Endocrine Abstracts

Background: PCSK9 inhibitors offer potent LDL-cholesterol (LDL-C) reduction in patients with severe or familial hypercholesterolaemia (FH), yet long-term real-world data on lipid outcomes and treatment persistence remain limited in UK secondary care, where pathway variation and resource constraints often influence adherence.

Methods: This single-centre evaluation in a secondary care lipid clinic included adults initiated on PCSK9i therapy between 2017 and 2024, retrospectively evaluated using Cerner prescribing and laboratory records. Patients with ≥12 months of follow-up were included; lipid parameters were assessed at baseline and annually for up to seven years. Primary outcomes were changes in LDL-C and non-HDL-C; the secondary outcome was treatment persistence.
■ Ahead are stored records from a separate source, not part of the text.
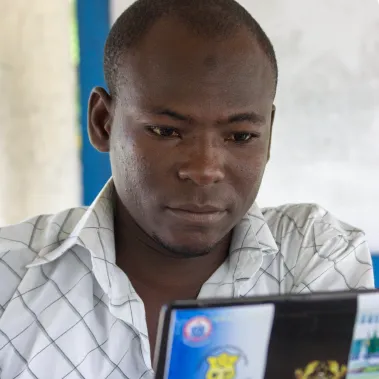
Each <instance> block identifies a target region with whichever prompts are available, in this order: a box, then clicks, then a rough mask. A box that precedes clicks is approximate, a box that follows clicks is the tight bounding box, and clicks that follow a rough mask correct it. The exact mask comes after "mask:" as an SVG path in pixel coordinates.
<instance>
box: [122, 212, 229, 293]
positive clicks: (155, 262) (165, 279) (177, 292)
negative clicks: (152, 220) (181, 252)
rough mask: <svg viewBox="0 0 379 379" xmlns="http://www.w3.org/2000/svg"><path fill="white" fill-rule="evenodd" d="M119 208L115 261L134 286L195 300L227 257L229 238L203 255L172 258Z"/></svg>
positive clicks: (225, 238) (148, 289) (224, 239)
mask: <svg viewBox="0 0 379 379" xmlns="http://www.w3.org/2000/svg"><path fill="white" fill-rule="evenodd" d="M120 208H121V207H117V206H116V211H115V245H116V261H117V264H118V266H119V267H120V268H121V269H122V270H123V271H124V272H125V273H126V274H127V275H128V277H129V279H130V280H131V282H132V284H133V285H134V286H135V287H142V288H143V289H144V290H149V291H152V292H154V293H156V294H157V296H159V294H162V295H163V294H166V295H167V297H172V298H176V299H187V298H191V297H192V298H193V297H196V296H197V294H198V292H199V291H200V289H201V286H202V285H203V284H204V283H205V282H206V281H207V280H208V279H209V277H210V276H211V275H212V274H213V273H214V272H215V271H216V270H217V268H218V267H219V266H220V265H221V264H222V263H223V262H224V261H225V259H226V257H227V255H228V251H229V245H230V237H231V236H230V235H228V236H226V237H225V238H224V240H223V241H221V242H220V243H219V244H217V246H216V247H215V248H214V249H213V250H212V251H210V252H209V253H208V254H206V255H202V256H198V257H194V258H178V257H175V256H173V255H172V254H171V253H170V252H169V251H167V250H165V248H163V247H162V246H161V245H160V244H158V243H157V242H156V241H155V240H154V239H153V238H151V237H150V236H148V235H147V234H146V233H145V232H144V231H143V230H142V229H141V228H140V227H139V226H138V225H137V224H136V223H135V222H134V220H133V219H132V217H131V216H130V215H129V214H128V213H127V212H125V211H124V210H122V209H120ZM136 289H137V288H136ZM137 292H138V290H137Z"/></svg>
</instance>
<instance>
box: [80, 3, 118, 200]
mask: <svg viewBox="0 0 379 379" xmlns="http://www.w3.org/2000/svg"><path fill="white" fill-rule="evenodd" d="M77 17H78V32H79V47H80V63H79V87H80V108H81V117H80V122H81V131H82V154H81V156H82V170H83V174H82V180H83V204H84V205H89V204H90V203H91V202H92V201H93V199H94V198H95V197H96V195H97V194H98V192H99V191H100V190H101V188H102V187H103V185H104V184H105V182H106V181H107V180H108V178H109V177H110V175H111V170H110V163H109V155H108V154H103V153H99V152H98V151H97V150H95V149H94V148H93V147H92V145H91V144H90V142H89V139H88V134H87V104H88V97H89V95H90V92H91V90H92V88H93V87H94V86H104V87H105V82H104V75H103V51H104V44H105V40H106V38H107V35H108V32H109V28H110V17H109V0H77Z"/></svg>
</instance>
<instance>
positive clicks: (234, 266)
mask: <svg viewBox="0 0 379 379" xmlns="http://www.w3.org/2000/svg"><path fill="white" fill-rule="evenodd" d="M113 194H114V184H113V180H112V178H111V179H109V181H108V182H107V184H106V185H105V186H104V188H103V189H102V191H101V192H100V193H99V195H98V196H97V197H96V199H95V200H94V201H93V203H92V204H91V206H90V207H89V208H88V209H87V210H86V212H85V213H84V215H83V216H82V217H81V219H80V220H79V222H78V223H77V225H76V227H75V228H74V230H73V231H72V232H71V233H70V235H69V236H68V237H67V238H66V239H65V240H64V241H63V242H62V243H61V244H60V245H59V246H58V247H47V248H45V249H42V250H41V251H40V254H39V256H38V257H37V258H36V259H35V260H34V262H33V263H32V264H30V265H29V266H28V267H33V266H37V265H41V264H44V263H48V262H52V261H54V260H56V259H58V258H59V257H60V256H62V255H63V254H64V253H65V252H66V251H68V250H70V249H72V248H73V247H75V246H81V247H83V248H85V249H87V250H88V251H89V252H90V254H91V259H92V265H93V272H94V274H95V276H96V278H97V280H98V281H99V284H100V285H101V286H102V288H103V289H104V291H105V292H106V293H109V290H110V288H111V287H112V285H111V283H112V281H113V280H112V279H113V277H114V276H118V275H119V272H117V270H116V271H115V268H116V253H115V243H114V224H113V204H114V202H113V199H114V196H113ZM277 252H278V247H277V245H276V243H275V240H274V237H273V235H272V233H271V231H270V228H269V226H268V224H267V223H266V220H265V218H264V217H263V215H262V212H261V211H260V209H259V207H258V205H257V204H255V203H254V204H253V205H252V207H251V208H250V209H249V211H248V212H247V213H246V215H245V216H244V218H243V219H242V220H241V221H240V222H239V223H238V224H237V225H236V227H235V228H234V230H233V236H232V242H231V246H230V262H229V267H231V268H232V269H233V278H232V280H233V281H238V280H242V279H247V278H250V277H251V276H253V275H254V273H255V272H256V271H257V262H258V263H259V264H258V268H259V267H260V262H261V260H262V259H263V256H265V255H271V254H275V253H277Z"/></svg>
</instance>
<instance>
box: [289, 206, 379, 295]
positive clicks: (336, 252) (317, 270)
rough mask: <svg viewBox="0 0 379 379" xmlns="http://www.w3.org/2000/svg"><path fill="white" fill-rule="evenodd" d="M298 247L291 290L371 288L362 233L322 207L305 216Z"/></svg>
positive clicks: (367, 252) (369, 250)
mask: <svg viewBox="0 0 379 379" xmlns="http://www.w3.org/2000/svg"><path fill="white" fill-rule="evenodd" d="M299 251H300V254H299V255H298V259H297V264H296V269H295V275H294V285H293V288H292V291H291V292H293V293H306V292H320V291H321V292H322V291H344V290H363V289H372V288H374V274H373V268H372V259H371V254H370V250H369V247H368V243H367V241H366V237H365V234H364V233H363V232H362V231H361V230H358V229H356V228H354V227H351V226H349V225H347V224H345V223H343V222H341V221H339V220H337V219H336V218H335V217H333V216H332V215H331V214H330V213H328V212H326V211H325V210H322V209H317V212H316V215H313V217H310V218H309V219H308V222H307V227H306V228H305V229H304V231H303V238H302V249H300V250H299Z"/></svg>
Results: Fifty-three patients (mean age 53 ± 12 years) were included: 44 received alirocumab and 9 evolocumab. Twenty-one patients had genetically or clinically confirmed heterozygous FH, and 21 patients were treated for primary prevention. Baseline mean LDL-C was 5.0 ± 1.2 mmol/l, declining to 3.0 ± 0.8 mmol/l at year 1 (−39 %) and remaining stable between 2.2–2.8 mmol/l (−43 to −56 %) over seven years. Non-HDL-C decreased from 6.4 ± 1.5 to 3.4–4.1 mmol/l (−36 to −46 %). Treatment persistence declined progressively: for alirocumab, 59 % remained on therapy at year 3, 37 % at year 5, and 27 % at year 7. For evolocumab, persistence was higher initially (100 % at year 5) but 11 % discontinued by year 7. Reasons for discontinuation in both groups were not documented and should be investigated further.
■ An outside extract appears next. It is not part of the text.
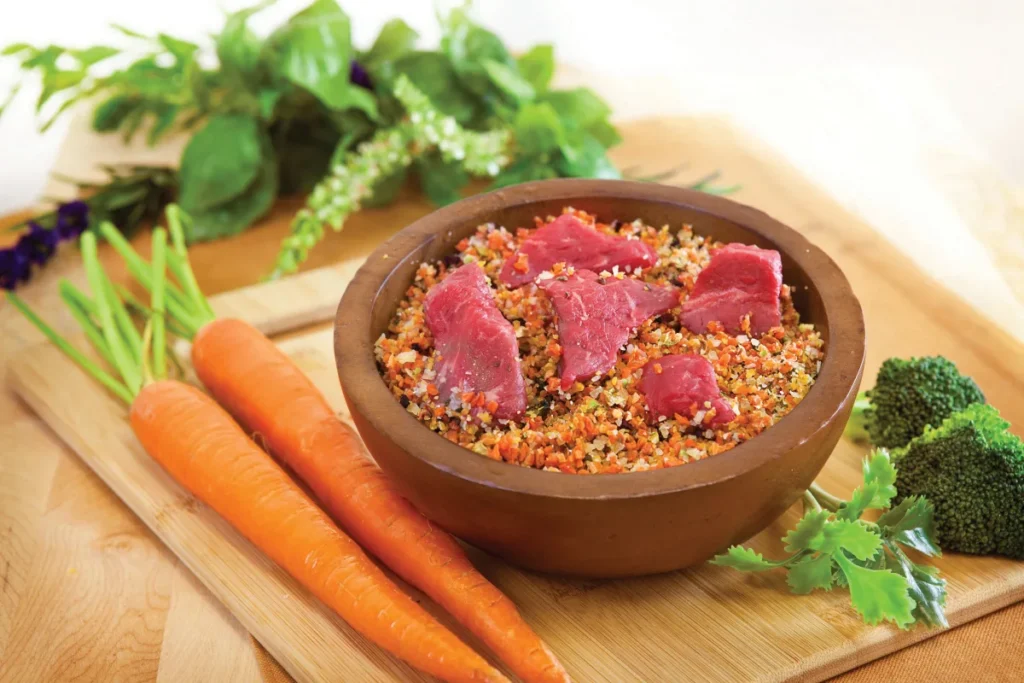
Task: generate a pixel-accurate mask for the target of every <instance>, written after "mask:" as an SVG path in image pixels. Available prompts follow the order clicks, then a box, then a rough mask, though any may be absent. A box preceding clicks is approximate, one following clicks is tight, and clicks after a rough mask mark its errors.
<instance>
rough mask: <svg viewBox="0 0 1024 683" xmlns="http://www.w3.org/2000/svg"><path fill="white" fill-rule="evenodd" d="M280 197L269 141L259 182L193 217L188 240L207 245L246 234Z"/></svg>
mask: <svg viewBox="0 0 1024 683" xmlns="http://www.w3.org/2000/svg"><path fill="white" fill-rule="evenodd" d="M276 197H278V160H276V159H274V155H273V150H272V148H271V147H270V144H269V141H268V140H266V141H265V143H264V145H263V158H262V161H261V162H260V165H259V169H258V171H257V173H256V178H255V180H254V181H253V182H252V184H251V185H249V186H248V187H247V188H246V189H245V191H244V193H242V194H241V195H239V196H238V197H236V198H234V199H232V200H230V201H228V202H225V203H223V204H218V205H217V206H215V207H212V208H210V209H207V210H204V211H198V212H195V213H191V217H193V221H191V225H190V226H189V227H188V229H187V231H186V234H185V238H186V239H187V240H188V242H203V241H206V240H215V239H217V238H223V237H229V236H232V234H238V233H239V232H242V231H243V230H245V229H246V228H248V227H249V226H250V225H252V224H253V223H254V222H255V221H256V220H257V219H259V218H261V217H263V216H264V215H265V214H266V213H267V212H268V211H269V210H270V208H271V207H272V206H273V202H274V200H275V199H276Z"/></svg>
Conclusion: In this seven-year real-world evaluation, PCSK9i therapy achieved durable lipid reductions consistent with clinical-trial efficacy. However, long-term persistence was suboptimal, particularly for alirocumab. These findings highlight that, beyond efficacy, adherence represents the key challenge in delivering sustained lipid optimisation within NHS practice.